Make sure the person you select is aware of what their responsibilities will be, financially and time wise. Let them know what your wishes are and that you have action plans available for different emergency situations. Discuss in detail how you want the transition to take place.

Have a will

Humans leave money and belongings to their biological children in a will, but they can also do the same for their 4-legged children! While it’s important to have conversations with the people who will be your dogs’ new parents, it’s also important to have all the finer details in a certified document, especially if you are leaving money for your dogs’ care.

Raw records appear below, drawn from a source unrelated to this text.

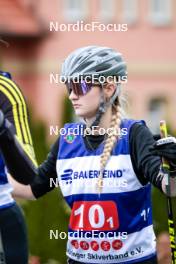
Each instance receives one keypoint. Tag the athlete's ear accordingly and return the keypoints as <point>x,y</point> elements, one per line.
<point>109,89</point>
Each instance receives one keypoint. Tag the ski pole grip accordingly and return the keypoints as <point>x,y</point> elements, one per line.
<point>163,133</point>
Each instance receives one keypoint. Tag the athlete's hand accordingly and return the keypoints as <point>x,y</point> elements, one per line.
<point>2,119</point>
<point>165,147</point>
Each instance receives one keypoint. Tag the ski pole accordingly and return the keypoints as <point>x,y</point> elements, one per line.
<point>2,254</point>
<point>166,167</point>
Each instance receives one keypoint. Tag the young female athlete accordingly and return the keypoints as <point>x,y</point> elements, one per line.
<point>105,177</point>
<point>13,233</point>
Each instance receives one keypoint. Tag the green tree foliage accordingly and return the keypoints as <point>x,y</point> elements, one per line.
<point>160,216</point>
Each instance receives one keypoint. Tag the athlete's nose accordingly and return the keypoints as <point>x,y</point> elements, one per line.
<point>73,96</point>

If you are putting a will together for the first time, talk to you attorney about what information can be added to include your dog’s care. If you already have a will, think about getting information regarding your dog(s) added. I’m sure it can be done for a small fee… isn’t your dog(s) worth it?

Conclusion

It’s never too early to have a plan in place; it can only be too late. Sometimes humans are unable to predict their life path, but they can do the best by their dog(s) by having a plan in place for emergencies. Don’t wait, put a plan together today!